Agile Applied to Software

Most software customers are confronted with choices about how the resulting product will look, function, and interact with itself and the user community. Similar to the situation when selecting a color to paint your house, the customer can be confronted with more choices than he or she could have imagined. Trying to work through all the combinations for these choices is even more daunting.

Getting the customer a glimpse of what the product can look and behave like is similar to the swaths of paint on the house. What was a daunting selection of choices and combinations suddenly becomes an easier decision when faced with a model of what the finished product can be. A little bit of the product in its intended environment speaks volumes compared to analysis and what-ifs. The customer at this early stage has the opportunity to realize an entirely different path without devastation to the project or the relationship. This is a standard expectation in an agile environment.

My web designer was elated when I sent him the mock-up of what I wanted in PowerPoint: photos here, text here, lists of papers there. He was done in four hours, making both of us happy campers. Imagine the number of possibilities if my request had been only “a webpage that piques the interest of male thirty-somethings in Spanish-speaking nations.” We could have gone through many iterations of how the webpage would look, feel, and behave, with lots of testing and analysis.

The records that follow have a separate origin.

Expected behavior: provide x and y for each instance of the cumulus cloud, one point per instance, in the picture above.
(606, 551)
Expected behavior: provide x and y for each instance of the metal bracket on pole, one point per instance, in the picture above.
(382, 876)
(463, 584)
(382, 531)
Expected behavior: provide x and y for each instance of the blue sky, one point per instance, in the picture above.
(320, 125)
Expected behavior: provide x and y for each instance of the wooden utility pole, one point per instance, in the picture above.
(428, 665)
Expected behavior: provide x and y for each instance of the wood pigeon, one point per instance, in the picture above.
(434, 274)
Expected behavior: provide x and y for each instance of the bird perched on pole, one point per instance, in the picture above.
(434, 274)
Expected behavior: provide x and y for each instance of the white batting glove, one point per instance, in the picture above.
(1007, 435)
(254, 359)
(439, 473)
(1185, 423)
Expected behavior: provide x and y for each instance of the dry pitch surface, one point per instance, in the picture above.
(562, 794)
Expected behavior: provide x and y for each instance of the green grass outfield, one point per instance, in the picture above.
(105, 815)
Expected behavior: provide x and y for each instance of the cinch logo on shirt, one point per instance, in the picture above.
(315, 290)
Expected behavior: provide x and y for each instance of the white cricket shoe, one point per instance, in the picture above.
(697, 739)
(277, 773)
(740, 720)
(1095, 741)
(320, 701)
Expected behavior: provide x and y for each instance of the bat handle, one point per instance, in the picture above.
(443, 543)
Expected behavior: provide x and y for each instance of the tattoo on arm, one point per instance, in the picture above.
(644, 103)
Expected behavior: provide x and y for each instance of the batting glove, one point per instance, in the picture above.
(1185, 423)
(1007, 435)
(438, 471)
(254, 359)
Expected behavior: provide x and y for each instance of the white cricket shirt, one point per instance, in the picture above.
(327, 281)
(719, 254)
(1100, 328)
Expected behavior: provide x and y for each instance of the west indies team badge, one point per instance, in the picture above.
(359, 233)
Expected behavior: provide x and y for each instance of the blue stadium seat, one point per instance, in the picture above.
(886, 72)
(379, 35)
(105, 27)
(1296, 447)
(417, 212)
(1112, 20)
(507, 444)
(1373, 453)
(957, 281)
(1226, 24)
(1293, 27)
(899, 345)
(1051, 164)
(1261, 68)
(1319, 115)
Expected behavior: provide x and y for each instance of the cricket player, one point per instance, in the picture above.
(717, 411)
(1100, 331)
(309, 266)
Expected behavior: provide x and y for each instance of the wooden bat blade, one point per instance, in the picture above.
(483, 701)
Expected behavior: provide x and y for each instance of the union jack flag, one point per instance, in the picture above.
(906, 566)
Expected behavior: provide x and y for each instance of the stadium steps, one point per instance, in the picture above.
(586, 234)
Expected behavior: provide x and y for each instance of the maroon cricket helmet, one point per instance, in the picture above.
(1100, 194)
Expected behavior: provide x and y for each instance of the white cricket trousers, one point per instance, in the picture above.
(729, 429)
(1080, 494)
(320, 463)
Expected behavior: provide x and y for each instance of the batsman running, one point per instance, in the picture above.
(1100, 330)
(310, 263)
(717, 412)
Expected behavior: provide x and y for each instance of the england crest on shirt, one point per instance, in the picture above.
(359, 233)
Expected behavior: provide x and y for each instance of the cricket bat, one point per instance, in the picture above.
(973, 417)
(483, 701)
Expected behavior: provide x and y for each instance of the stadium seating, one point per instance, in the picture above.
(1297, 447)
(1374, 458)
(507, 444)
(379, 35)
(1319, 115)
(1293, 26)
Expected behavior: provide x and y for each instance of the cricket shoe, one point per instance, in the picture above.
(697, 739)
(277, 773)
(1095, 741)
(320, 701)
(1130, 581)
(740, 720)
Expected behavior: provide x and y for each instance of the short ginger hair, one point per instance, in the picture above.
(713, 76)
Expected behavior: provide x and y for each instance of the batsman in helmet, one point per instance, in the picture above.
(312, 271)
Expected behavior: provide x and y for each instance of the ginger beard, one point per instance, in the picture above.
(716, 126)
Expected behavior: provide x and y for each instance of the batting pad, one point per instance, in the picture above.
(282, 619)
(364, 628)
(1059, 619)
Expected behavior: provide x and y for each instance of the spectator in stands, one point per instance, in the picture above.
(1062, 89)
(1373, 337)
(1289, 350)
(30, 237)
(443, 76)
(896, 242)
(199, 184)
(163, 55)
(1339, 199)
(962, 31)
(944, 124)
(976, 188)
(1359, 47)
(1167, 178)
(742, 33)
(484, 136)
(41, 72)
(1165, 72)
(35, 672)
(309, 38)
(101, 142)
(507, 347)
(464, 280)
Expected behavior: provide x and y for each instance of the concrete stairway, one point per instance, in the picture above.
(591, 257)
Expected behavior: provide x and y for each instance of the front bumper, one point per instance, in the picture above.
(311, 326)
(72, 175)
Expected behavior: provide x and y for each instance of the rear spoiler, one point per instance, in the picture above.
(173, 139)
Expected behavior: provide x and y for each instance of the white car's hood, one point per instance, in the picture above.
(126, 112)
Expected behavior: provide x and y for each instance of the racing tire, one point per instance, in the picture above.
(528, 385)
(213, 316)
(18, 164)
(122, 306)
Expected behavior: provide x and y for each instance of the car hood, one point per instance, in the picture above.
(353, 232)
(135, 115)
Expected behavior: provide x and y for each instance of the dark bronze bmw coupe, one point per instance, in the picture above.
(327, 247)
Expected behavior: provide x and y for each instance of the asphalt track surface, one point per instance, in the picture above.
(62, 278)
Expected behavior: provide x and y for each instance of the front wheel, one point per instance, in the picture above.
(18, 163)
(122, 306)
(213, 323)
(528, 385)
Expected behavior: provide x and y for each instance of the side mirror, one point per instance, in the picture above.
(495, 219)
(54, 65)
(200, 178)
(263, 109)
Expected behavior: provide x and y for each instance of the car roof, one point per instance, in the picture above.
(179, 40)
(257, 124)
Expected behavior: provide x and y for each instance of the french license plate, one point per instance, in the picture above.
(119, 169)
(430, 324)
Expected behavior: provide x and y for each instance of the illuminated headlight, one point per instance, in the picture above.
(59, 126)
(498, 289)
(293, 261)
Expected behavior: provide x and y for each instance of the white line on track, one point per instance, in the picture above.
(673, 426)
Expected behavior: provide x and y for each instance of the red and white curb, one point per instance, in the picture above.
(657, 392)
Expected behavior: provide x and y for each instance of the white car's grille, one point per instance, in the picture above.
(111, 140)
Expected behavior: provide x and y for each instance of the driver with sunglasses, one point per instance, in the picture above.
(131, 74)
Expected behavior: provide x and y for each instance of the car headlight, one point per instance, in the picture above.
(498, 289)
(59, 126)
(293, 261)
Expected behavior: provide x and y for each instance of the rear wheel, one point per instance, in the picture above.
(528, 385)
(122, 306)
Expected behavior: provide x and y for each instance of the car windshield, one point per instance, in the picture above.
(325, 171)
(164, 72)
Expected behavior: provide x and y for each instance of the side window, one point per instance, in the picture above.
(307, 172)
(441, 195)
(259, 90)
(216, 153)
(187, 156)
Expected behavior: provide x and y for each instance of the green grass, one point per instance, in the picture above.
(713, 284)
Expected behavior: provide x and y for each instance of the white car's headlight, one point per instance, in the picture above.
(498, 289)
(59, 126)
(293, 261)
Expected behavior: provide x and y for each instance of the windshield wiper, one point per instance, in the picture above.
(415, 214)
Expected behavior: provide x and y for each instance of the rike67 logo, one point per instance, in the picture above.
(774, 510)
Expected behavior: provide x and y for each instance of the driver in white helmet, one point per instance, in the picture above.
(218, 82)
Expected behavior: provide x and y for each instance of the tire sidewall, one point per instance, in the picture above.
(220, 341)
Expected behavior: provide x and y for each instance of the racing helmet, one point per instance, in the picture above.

A while ago I did real-time programming for aircraft radar and was part of a very large upgrade of both hardware and software. The project housed about fifty programmers and lasted four years.

The front end of the lifecycle, system requirements, detailed requirements, preliminary design, and detailed design were all performed for the entire project as a whole. These were big events that required hundreds of slides on vellum and was very much a waterfall event.

However, the coding, integration, and flight test were carefully prioritized or layered. The core radar modes were completed first, which gave the customer a chance to see the basic system in operation prior to all the more sophisticated modes being completed. The motivation for this integration approach was limited integration and flight test resources—certainly not agile principles. But it did result in an opportunity for the customer to see a fully operational partial system long before the project was completed.

We could argue about the appropriateness of agile in such a large environment, the difficulties of running the full lifecycle several times prior to project completion, and whether the integration portion of the project actually qualifies as agile. But one thing holds true. The first principle of the Agile Manifesto was met about halfway through the project. We did deliver working software to the customer, and the customer was able to begin comprehending their actual product right away instead of in the future.

In today’s software development environments, we strive to adhere to the principles of agile, looping through all the development phases on small chunks of requirements in an effort to reveal the working system to the customer as early as possible. Don’t worry—this is not only natural, but also makes both software producers and customers happier.

User Comments

1 comment
John Cook's picture

Since its inception in the late 90s, agile has always seemed to struggle with an indentity crisis. In the early going, an iterative and incremental, RUP-like process similar to what's described in this article didn't qualify as agile since it wasn't one of the official ~28 agile methodologies. Later on, an iterative SDLC was disqualified from being considered agile whenever the 2-week maximum iteration length was exceeded. Finally... the industry seems to have caught up with the agile teachings of Dr. Bob Martin -- agile means following of one or more agile practices that are aligned with agile core values. And now, based on this article, it would appear that anything shy of a hardcore waterfall SDLC qualifies as agile. All that said, haven't most of us been agile practioners all along, even though we didn't have the secret decoder ring?